The basic commands are:
- Pan left (’L')
- Pan right (’R')
- Stop panning (’X')
- Take picture (’S')
- Set tilt to new value (’T’ + Byte)
- Set mode to Manual (’M')
- Mode to Intervalometer (’I')
- Mode to Autokap (’A')
- Mode to New (’N') (undetermined yet what this will do)
Tilt is the only one that’s giving me some trouble, mainly due to a small type conversion error that was overrunning its variable. Nonetheless, that should be fixed. The tilt routine would simple read the value from the potentiometer, and if it has changed send out a new tilt setting and then wait 10ms before checking again. So if the pot is set half-way, it would send out T and then 0×80 as a single byte. The kiteside controller converts this into a tilt setting for the servo, and updates it appropriately. If the pot isn’t moving, there is no delay, but the short wait prevents the servo from getting every single setting of the pot as it’s moved.
The timer routine is set up so that it throws an interrupt every millisecond or so, into that function I’ll add a statement that will re-send the ‘X’ every 100ms or so as a keepalive ping, but also to keep the camera from spinning uncontrolled if the receiver misses an ‘X’ for whatever reason.
The kiteside will also be watching for those X’s (if it’s not currently panning) to see if it’s out of range. If it doesn’t get a control signal for say 5 seconds, it’ll go into autokap mode (well, not if it’s flying the film camera…) and just start taking shots at it’s current tilt setting. This will let me still get images, even if the camera is not within range.

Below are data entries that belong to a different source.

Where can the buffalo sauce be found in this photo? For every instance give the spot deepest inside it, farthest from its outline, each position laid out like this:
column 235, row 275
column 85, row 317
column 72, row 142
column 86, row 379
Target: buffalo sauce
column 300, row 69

In autokap mode, the kiteside controller will still respond to tilt setting messages, but otherwise will not pay mind to pan/shutter commands. In intervalometer, it’ll trigger the shutter every 5 seconds, but still respond to pan/tilt/shutter commands.
The other cool thing about these commands is that I can plug a serial cable directly into the kiteside board and trigger the commands from my keyboard without having a working landside controller.